The interview focused on privacy concerns, but of course it wouldn't be Fox News without equal parts sensationalism and distortion:
"A person's private health records are about to become public in one local city, North Adams, Massachusetts."
Just to set the record straight, we are NOT making health records public in North Adams. Let me rephrase this in case there's any confusion: We are NOT making health records public in North Adams. Or in Brockton. Or in Newburyport. Or in any other community that MAeHC sponsors.
What we are doing is launching a health information exchange that will allow medical staff, with patient permission, to exchange health information for treatment purposes and for the improvement of care. This exchange will occur over a private, encrypted network that can only be accessed by authorized medical staff users.
Anyway, as expected, John handled the interview beautifully.

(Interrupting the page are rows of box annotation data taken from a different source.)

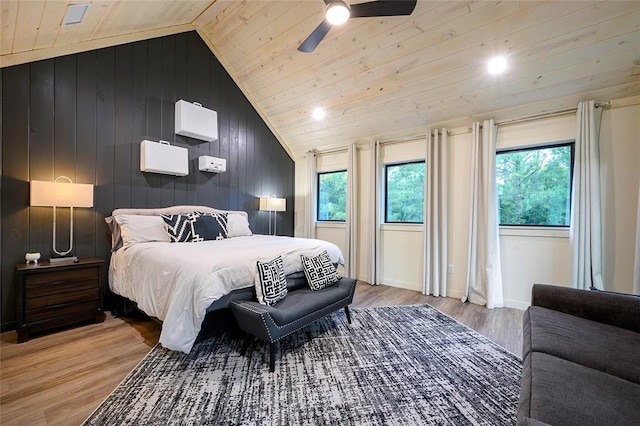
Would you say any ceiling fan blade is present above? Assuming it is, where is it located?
[298,20,332,53]
[351,0,417,18]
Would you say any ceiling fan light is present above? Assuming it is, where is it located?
[324,1,351,25]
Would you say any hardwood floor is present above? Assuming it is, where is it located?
[0,282,523,426]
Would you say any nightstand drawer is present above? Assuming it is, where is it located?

Gave the issue the appropriate balance, described the security measures we're putting in place, stressed that patients will choose whether to participate, and finally, crisply explained why a patient might want to make that choice.

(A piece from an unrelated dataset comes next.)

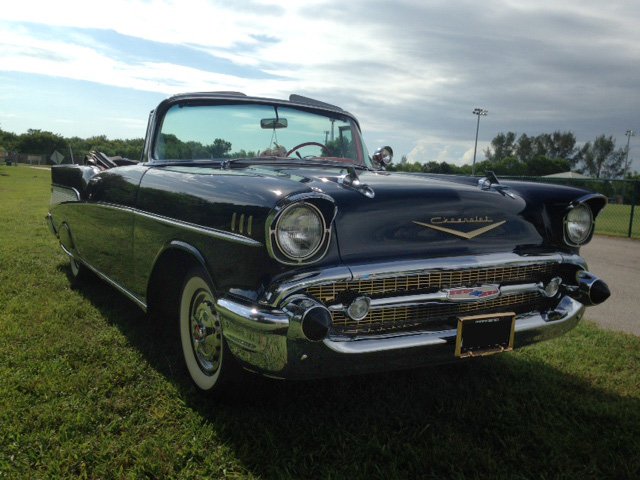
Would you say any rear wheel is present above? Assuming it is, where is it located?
[179,268,235,391]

By the end he even had the interviewer admitting that it would be good to have health information available in this way. It was particularly impressive given that he was crammed in between stories on a student who wants to rent a girlfriend, and what's happening on American Idol.
Thank you, John, for so eloquently getting out the message on MAeHC's approach to patient privacy and health exchange. But next time, please try to get in before the girlfriend rental story....
1 comment:
I thought John was a finalist on American Idol -- I was so disappointed. :))
Oh well, we will have to just have him as an excellent ambassador for these other important initiatives.